On the Eze incident, he was more pointed: "The whole sequence tells the story. There is clear contact. You cannot make a decision and then overturn it when you have to look at the same incident 13 times. At this level, it is unacceptable."
On White's handball, he was more measured: "It is the rule and they have been quite consistent with that."
"IT'S A PERFORMANCE — AND HE'S THE BEST AT IT"
Three high-profile pundits in the TNT Sports studio — Steven Gerrard, Martin Keown and Steve McManaman — strongly criticised Simeone's behaviour.
Gerrard — the Liverpool legend — focused on the manager's influence on the official: "As the referee is heading toward the monitor, before he has even looked at the screen, Simeone is already in his face, waving his arms. Then he is at the screen, in his ear. It's a performance. And he is the best in football at doing it."
Keown — the Arsenal legend — pointed at the responsibility of the referee: "Makkelie buckled under the pressure. The original call was the right one, and it got overturned."
McManaman, the former Real Madrid player who lived through several Madrid derbies, was the harshest of the three: "His performance was terrible. That is exactly the reason people don't like Atletico's 'Dark Arts'."
Arsenal legend Ian Wright was equally direct on the Eze decision: "Knew he'd buckle." A pointed reference to the referee folding under Atletico's protests.
Simeone himself stepped carefully around the controversy in his own press conference: "I never give my opinion on what my colleague says. As for their first penalty — in my humble view, the player feels contact on his back and goes down. In a Champions League semi-final, that should not be a penalty — but the referee thought it was."
On the tunnel scene — silence. Ben White, for his part, has yet to comment publicly.
SIMEONE'S TURBULENT PAST — THIS IS NOT THE FIRST TIME
And here is the fact that places tonight's scene in a much wider context — fiery touchline scandals are nothing new for Simeone or for Atletico Madrid.
In 2014, in the Champions League final against Real Madrid in Lisbon, with Real Madrid winning 4-1 in extra time, 21-year-old Raphaël Varane kicked the ball in the direction of the Atletico bench during Real Madrid's celebrations of Cristiano Ronaldo's late penalty goal. Simeone responded by storming onto the pitch towards the young French defender — a moment of physical confrontation that ended with the Atletico manager being sent to the stands by the referee, with Varane himself booked for the incident.
In 2014 again — the Spanish Super Cup against Real Madrid. Simeone was sent off inside the first 30 minutes after appearing to slap the fourth official on the back of the head. He received an eight-match ban for the incident.
In September 2025, at Anfield, in the Champions League league phase against Liverpool, another sharp episode — Simeone clashed with Liverpool fans behind his dugout after Virgil van Dijk's stoppage-time winner sealed a 3-2 defeat.
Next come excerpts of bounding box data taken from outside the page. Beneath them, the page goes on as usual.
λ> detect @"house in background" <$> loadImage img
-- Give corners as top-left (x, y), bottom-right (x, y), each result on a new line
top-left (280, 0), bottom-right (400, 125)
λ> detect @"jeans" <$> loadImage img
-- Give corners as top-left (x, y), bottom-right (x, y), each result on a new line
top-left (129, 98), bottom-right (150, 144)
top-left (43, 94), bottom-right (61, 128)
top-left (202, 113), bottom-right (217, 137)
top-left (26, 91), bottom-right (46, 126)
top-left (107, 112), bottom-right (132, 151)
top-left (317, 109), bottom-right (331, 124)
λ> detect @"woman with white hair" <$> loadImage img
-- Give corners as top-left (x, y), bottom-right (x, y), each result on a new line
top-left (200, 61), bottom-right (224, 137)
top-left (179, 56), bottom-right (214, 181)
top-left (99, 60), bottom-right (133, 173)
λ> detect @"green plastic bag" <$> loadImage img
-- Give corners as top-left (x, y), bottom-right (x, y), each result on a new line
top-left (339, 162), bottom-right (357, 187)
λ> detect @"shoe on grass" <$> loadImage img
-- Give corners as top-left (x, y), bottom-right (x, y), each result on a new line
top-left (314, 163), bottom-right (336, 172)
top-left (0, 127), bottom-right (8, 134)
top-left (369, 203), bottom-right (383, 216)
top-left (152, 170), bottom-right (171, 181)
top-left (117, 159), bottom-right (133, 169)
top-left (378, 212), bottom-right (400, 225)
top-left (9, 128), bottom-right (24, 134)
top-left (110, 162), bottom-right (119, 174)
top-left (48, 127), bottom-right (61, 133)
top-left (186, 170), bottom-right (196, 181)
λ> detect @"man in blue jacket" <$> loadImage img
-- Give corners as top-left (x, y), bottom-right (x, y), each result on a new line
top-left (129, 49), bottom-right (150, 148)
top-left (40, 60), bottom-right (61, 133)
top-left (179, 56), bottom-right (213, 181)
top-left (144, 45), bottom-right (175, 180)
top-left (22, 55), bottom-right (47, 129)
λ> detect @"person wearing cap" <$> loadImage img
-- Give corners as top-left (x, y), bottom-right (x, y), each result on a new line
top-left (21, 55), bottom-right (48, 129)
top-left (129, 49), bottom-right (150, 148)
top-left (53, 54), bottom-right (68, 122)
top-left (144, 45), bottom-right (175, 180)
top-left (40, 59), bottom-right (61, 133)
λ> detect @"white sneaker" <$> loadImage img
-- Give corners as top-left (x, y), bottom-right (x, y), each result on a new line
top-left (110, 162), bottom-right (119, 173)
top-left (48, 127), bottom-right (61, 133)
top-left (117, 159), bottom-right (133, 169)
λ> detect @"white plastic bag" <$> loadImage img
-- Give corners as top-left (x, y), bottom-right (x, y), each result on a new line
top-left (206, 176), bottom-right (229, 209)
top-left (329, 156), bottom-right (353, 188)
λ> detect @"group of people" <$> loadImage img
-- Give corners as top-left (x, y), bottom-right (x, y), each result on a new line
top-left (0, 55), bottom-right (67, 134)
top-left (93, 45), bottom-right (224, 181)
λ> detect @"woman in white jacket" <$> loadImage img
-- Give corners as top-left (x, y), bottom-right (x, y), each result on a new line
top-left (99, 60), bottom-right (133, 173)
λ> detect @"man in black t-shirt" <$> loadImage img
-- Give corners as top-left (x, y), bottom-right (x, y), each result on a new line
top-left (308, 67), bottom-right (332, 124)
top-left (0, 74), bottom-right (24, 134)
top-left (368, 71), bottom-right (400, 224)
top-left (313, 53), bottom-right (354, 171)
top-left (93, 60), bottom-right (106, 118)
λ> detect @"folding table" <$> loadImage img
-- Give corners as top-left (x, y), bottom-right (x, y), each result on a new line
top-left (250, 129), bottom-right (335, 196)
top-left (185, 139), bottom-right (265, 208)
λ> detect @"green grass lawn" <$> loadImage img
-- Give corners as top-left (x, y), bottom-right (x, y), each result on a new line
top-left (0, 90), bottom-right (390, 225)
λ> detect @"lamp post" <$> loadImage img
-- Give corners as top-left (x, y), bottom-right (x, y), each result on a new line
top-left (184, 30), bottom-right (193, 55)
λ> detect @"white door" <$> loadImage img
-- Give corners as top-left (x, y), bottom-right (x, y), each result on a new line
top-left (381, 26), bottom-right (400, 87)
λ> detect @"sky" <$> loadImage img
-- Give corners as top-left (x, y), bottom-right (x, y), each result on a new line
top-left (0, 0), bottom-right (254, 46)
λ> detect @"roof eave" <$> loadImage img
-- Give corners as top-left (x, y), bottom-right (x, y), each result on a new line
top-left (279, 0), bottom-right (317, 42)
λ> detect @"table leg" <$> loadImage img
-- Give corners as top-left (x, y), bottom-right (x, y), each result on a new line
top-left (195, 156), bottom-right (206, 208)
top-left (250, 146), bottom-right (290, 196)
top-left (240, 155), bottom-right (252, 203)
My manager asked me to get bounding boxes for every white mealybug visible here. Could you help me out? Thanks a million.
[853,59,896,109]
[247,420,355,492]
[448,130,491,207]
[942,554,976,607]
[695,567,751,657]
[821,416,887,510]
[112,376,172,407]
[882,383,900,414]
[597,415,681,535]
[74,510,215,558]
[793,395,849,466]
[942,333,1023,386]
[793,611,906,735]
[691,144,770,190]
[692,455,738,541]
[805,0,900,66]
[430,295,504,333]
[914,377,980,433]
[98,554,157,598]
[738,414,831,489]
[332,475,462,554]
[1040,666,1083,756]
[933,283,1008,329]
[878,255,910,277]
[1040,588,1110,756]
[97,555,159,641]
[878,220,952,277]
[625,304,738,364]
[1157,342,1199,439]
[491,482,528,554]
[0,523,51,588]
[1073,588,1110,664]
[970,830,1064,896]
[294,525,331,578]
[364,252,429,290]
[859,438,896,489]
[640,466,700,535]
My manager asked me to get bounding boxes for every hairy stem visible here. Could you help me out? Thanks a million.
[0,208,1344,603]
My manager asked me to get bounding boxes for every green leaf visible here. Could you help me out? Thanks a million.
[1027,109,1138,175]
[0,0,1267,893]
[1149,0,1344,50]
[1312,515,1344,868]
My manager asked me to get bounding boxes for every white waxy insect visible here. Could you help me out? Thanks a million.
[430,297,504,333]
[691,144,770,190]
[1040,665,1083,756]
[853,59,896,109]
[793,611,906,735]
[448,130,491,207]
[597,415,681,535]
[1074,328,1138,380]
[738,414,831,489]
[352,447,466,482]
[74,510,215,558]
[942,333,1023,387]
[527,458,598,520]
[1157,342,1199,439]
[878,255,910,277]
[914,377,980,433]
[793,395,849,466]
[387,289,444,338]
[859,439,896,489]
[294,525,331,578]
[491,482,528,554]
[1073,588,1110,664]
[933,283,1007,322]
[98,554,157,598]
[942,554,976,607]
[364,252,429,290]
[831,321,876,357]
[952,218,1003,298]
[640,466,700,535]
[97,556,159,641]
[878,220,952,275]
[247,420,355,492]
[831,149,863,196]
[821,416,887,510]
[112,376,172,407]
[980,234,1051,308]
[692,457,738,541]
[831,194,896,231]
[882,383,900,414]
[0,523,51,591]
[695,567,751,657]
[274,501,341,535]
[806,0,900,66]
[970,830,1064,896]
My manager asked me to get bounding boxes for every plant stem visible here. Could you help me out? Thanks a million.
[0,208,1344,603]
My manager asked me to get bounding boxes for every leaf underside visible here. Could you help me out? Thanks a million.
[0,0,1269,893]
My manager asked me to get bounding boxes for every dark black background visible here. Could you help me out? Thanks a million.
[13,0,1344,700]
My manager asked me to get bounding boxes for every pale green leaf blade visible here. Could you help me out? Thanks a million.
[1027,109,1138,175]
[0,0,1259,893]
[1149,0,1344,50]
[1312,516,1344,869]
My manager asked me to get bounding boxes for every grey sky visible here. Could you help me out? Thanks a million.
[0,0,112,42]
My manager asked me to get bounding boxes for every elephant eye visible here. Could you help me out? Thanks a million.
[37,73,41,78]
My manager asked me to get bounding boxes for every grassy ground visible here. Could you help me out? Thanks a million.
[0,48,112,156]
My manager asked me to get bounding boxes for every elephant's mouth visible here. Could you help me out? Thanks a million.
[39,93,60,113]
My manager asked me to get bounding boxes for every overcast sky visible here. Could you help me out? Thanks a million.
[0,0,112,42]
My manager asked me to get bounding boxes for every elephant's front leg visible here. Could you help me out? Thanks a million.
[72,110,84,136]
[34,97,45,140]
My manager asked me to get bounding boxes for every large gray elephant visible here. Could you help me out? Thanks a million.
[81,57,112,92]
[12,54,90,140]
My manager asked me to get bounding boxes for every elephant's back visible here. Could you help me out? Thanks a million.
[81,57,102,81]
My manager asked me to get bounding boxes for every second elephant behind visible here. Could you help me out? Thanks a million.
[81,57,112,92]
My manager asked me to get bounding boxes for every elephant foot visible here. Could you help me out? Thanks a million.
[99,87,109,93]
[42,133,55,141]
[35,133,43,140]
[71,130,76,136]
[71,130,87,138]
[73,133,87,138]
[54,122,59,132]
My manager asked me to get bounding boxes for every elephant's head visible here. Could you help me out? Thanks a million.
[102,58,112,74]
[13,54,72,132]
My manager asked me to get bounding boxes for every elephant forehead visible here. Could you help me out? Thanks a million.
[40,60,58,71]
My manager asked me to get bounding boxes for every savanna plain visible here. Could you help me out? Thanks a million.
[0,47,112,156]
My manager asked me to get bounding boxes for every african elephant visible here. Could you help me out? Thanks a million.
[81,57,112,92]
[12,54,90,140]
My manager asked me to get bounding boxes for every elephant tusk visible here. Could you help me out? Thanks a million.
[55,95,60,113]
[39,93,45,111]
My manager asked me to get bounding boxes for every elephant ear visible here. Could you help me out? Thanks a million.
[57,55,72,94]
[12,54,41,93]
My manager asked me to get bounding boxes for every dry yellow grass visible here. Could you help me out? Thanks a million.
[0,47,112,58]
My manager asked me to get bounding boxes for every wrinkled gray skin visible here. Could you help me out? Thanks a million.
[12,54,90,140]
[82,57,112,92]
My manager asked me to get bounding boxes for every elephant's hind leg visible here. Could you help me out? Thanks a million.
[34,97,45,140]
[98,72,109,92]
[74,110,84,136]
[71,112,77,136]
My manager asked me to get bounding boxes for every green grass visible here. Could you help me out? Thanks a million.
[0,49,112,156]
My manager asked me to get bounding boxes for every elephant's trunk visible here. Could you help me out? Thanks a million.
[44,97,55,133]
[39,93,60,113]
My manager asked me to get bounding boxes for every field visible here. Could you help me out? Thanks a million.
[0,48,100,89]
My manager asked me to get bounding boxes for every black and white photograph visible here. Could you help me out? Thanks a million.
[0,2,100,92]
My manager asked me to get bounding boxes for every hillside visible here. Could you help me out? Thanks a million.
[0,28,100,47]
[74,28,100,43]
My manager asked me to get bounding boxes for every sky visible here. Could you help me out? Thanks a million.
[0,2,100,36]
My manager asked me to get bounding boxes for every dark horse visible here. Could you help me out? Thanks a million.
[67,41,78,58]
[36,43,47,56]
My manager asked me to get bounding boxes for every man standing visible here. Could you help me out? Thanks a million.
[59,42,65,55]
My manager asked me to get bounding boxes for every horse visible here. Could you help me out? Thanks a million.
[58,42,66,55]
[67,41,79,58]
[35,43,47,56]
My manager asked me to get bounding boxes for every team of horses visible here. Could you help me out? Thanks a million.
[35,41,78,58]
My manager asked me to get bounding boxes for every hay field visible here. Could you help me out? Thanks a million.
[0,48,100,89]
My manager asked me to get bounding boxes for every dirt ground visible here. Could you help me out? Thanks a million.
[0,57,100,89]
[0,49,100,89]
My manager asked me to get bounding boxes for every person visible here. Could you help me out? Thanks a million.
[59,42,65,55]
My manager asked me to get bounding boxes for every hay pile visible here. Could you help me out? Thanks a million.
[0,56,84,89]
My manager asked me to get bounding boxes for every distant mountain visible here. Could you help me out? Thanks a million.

The Argentine was shown a straight red card by referee Maurizio Mariani. Simeone later said he had been provoked by "non-stop insults" from the home support throughout the 90 minutes — but acknowledged his own reaction was "not justifiable."
These are not isolated incidents. This is a pattern — Simeone is an emotional manager on the touchline, who treats pressure, confrontation and conflict as part of the football itself. McManaman's "Dark Arts" criticism speaks to exactly that pattern. And tonight's video, where he pats White on the back, is one more chapter in a long-running book.
A week from now, at the Emirates, he and Arsenal will meet again. The fate of the final — and one personal feud between two figures — will be settled there.